Com raízes na tradição Ketu, o nascimento do Ilè Asé Efunsola Àjagúnà representa a continuidade de um legado ancestral, já que a mãe do Babalorixá Geiser, é também Yalorixá e benzedeira. “Ketu é uma figura central nas religiões de matrizes africanas, principalmente nas agro-brasileiras. A origem de Ketu está profundamente ligada aos povos da nação Yorubá. A palavra ‘Ketu’ pode se referir tanto a uma localidade quanto a um orixá específico. Ketu, no Candomblé, é uma das nações ou nações religiosas que fazem parte do culto aos orixás”, destaca.

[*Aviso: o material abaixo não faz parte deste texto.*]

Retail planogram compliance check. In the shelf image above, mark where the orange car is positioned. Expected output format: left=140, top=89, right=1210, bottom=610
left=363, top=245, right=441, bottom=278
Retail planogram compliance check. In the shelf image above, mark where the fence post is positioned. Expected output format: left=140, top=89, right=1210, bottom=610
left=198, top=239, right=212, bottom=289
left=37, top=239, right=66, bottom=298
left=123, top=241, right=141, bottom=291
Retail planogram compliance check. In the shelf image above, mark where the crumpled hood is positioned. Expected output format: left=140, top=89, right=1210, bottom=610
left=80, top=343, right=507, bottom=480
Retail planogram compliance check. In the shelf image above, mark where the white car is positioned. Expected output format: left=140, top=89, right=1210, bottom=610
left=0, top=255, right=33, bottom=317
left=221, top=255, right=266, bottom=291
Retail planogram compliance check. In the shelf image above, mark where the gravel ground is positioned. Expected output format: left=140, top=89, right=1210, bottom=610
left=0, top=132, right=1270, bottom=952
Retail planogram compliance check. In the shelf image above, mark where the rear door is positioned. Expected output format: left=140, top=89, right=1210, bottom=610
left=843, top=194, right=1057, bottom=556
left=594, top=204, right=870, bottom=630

“Espero que dê alguma forma [o filme] toque com os retratos comuns da nossa sociedade religiosa, a simplicidade, a luta diária, as vitórias pelo afeto, o que também são retratos da maioria da população brasileira. Que possam se identificar e aceitar as diferenças a partir do reflexo. Afinal não somos todos iguais, mas temos várias semelhanças”, finaliza.
Sobre Mariane Lopes
Mariane Lopes é multi-artista, produtora e realizadora cultural e audiovisual sul-mato-grossense. Sua pesquisa transita entre fotografia, performance, vídeo e pintura, explorando a permanência de narrativas históricas e saberes tradicionais no presente, a partir de perspectivas afro-brasileiras ou não.
A partir de um olhar documental, Mariane realiza então sua primeira produção coletiva com irmãos de santo de curta-metragem no ano de 2024, tanto como ferramenta de registro e memória quanto como meio de criação de fabulações e reflexões que promovem uma decolonialidade como sua maior narrativa.
Serviço: A exibição do filme intitulado “ÌLÊ ASÈ EFUNSOLA AJÀGÚNÀ” acontece na programação da terceira edição do Campão Cultural, no Pantanal Film Fest, na sexta-feira (4), às 18h, no Museu da Imagem e Som, no terceiro andar do prédio da Fundação de Cultura do Mato Grosso do Sul, Av. Fernando Corrêa da Costa 559, Centro.